In the last couple of weeks I’ve seen a lot of comments about Microsoft’s new beta product GitHub Copilot, and the observation that it too is an example of “primitive accumulation of capital” or what normal people call “stealing”. But the smartest take I’ve seen, and one that has rightfully gained a lot of eyeballs, is Julia Reda’s GitHub Copilot is not infringing your copyright. Reda notes that many Open Software advocates are concerned that CoPilot uses software published under the General Public License (GPL) as source material, yet CoPilot itself is a closed-source subscription service, which they claim violates the GPL.

Those who argue that Copilot’s output is a derivative work of the training data may do so because they hope it will place those outputs under the licensing terms of the GPL. But the unpleasant side effect of such an extension of copyright would be that all other AI-generated content would henceforth also be protected by copyright.

If we return to the point our anarchist HCI experts made, it should be obvious that the problem not CoPilot, nor even Microsoft using GPL-licensed works as training data. The problem is that gigantic monopolistic billion-dollar corporations are allowed to exist. “Copyleft” licenses are a clever hack, but I’ve always had a concern about the way many Free Software advocates centre their rights as individuals in discussions around freedom. Defending individual rights against copying by a corporate titan chooses the wrong battlefield, even if it’s the right enemy.

On a light note, there’s a beautiful community project that combines all the the things I’ve been writing about above – tech giants, bureaucracy, volunteer-driven tech projects. Mitch Anzuoni’s True Fans Translate: Fansubbing BookStory explains how he recruited a community of translators, using a Google Sheet, an old version of Visual Basic and a lot of spare time to create an English translation of an old Japanese computer game where you play as a book store manager.

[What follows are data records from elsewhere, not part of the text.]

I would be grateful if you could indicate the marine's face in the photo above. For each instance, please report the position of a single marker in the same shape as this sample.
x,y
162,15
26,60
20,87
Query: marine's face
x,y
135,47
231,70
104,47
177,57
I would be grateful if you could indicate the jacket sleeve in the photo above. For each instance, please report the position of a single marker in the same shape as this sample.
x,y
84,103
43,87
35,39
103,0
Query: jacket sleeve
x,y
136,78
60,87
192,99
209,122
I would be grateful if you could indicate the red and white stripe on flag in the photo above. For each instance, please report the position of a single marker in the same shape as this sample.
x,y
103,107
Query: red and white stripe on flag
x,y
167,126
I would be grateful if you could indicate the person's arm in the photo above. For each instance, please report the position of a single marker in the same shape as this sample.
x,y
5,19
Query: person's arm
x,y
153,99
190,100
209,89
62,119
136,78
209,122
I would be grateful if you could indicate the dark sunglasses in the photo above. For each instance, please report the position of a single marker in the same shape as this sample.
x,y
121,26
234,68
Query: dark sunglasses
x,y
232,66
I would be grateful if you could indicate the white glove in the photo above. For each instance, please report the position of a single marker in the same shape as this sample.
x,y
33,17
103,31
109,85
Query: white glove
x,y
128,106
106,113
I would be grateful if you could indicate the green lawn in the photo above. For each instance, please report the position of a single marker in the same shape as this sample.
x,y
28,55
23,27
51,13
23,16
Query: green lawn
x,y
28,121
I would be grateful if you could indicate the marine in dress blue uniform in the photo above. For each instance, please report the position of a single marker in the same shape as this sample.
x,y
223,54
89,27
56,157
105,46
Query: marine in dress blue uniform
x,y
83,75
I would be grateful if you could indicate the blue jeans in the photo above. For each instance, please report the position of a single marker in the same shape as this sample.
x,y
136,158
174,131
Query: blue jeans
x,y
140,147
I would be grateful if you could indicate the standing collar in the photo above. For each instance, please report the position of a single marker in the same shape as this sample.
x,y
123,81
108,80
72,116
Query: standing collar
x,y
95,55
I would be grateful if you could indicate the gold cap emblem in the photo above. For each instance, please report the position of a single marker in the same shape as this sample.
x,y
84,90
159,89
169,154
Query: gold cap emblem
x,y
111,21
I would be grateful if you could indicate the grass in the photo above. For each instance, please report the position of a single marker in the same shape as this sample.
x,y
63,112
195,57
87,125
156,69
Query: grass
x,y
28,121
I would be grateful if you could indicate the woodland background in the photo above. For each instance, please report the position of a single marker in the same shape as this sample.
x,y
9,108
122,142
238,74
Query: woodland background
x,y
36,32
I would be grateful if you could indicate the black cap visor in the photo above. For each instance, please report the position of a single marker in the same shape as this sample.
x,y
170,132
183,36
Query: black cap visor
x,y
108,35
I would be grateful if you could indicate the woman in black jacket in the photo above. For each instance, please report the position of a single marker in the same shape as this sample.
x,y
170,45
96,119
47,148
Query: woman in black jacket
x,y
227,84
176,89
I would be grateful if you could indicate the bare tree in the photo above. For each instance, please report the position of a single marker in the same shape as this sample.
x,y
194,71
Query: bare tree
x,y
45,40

Finally, if you liked Lim, Hellard and Aitken’s classic 2005 paper The case of the disappearing teaspoons: longitudinal cohort study of the displacement of teaspoons in an Australian research institute, you’re going to love Confronting Indifference Toward Truth: Dealing With Workplace Bullshit. Not only is this a paper with a fun name, it actually does provide really useful suggestions for dealing with the problem (as well as demarcating the important distinction between liars and bullshitters).